Dieser ökologische und ökonomische Wahnsinn wäre allerdings nicht nötig. Die IEA schätzt, dass 70 Prozent der Methanemissionen der Öl- und Gasindustrie sowie 90 Prozent der Emissionen beim Abfackeln von Gas verhindert werden könnten. Bei den aktuell hohen Gaspreisen wäre das sogar lukrativ: Gemäß IEA würden dem Markt dadurch 210 Milliarden Kubikmeter Gas zusätzlich zur Verfügung stehen und die Produzenten hätten Zusatzeinnahmen von 90 Milliarden US-Dollar – deutlich mehr als die Kosten zur Vermeidung der Emissionen. Besonders gefragt sind hier die Länder, die für diese Emissionen verantwortlich sind. Beim Abfackeln sind dies Russland, Irak, Iran und die USA, gefolgt von Venezuela, Algerien und Nigeria. Grundsätzlich gibt es auch zwei internationale Initiativen, die sich darum kümmern: Die Null-Routineabfackel-Initiative (ZRF) der Weltbank, die sich an Firmen richtet, und die Globale Methaninitiative, in der Staaten versprechen, ihre Methanemissionen zu senken.
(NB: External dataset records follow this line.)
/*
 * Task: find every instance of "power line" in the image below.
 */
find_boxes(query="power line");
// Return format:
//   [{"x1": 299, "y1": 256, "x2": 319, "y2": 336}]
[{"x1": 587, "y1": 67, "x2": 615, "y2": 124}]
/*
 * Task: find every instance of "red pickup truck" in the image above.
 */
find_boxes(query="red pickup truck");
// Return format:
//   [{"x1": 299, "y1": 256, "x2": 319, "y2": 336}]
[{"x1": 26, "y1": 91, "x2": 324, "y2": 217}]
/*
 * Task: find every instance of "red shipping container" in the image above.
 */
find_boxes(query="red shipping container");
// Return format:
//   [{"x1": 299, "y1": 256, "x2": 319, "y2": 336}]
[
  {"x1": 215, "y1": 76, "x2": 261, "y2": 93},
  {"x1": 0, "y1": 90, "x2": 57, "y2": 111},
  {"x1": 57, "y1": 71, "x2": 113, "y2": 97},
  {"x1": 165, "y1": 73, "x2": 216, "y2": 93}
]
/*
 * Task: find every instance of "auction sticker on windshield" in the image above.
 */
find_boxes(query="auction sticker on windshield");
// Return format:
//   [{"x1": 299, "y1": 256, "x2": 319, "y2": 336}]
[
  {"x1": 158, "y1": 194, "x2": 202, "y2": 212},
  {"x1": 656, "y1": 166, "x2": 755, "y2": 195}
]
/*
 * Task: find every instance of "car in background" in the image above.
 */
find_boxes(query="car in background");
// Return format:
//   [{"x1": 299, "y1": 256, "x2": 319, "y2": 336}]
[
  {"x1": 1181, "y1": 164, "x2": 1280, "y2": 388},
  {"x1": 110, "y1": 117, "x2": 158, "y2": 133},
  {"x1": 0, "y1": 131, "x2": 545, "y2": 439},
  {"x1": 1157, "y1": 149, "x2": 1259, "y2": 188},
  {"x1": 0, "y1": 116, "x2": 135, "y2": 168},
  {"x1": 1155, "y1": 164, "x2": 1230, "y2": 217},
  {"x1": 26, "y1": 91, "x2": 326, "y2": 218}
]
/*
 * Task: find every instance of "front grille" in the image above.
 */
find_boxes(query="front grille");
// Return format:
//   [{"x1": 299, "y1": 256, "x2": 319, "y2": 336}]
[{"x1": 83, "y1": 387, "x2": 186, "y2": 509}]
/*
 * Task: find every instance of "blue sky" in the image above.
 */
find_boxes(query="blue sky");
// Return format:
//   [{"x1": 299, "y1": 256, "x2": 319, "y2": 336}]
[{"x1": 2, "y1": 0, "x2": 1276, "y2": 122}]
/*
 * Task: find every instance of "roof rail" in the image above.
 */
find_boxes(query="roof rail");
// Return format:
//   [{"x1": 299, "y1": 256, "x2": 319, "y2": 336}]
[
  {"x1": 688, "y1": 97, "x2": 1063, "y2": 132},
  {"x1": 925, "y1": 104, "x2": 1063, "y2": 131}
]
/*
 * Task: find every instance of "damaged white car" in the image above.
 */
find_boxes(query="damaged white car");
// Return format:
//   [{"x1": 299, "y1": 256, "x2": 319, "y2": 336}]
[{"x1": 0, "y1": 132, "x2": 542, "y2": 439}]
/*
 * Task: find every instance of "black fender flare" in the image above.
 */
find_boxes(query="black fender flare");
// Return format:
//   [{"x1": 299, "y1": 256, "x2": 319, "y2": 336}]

Der Erfolg dieser Initiativen ist bislang allerdings bescheiden: Die Emissionen beim Abfackeln liegen relativ stabil auf dem Niveau von 1990 und die Methanemissionen sind seither sogar um die Hälfte gestiegen, wie Zahlen der IEA zeigen. Dabei weiß man, was getan werden müsste: Diesen Emissionen »kann mit bewährten Strategien und Technologien begegnet werden, darunter Anforderungen an die Lecksuche und -reparatur, Ausrüstungsvorschriften und Verbote des Abfackelns und Ablassens, wenn kein Notfall vorliegt«, schreibt die IEA. Wenn die Flamme von Portowaja dazu beiträgt, dass das Abfackeln und die Methanemissionen der Öl- und Gasindustrie mehr Aufmerksamkeit erhalten, dann hätte sie vielleicht sogar etwas Gutes.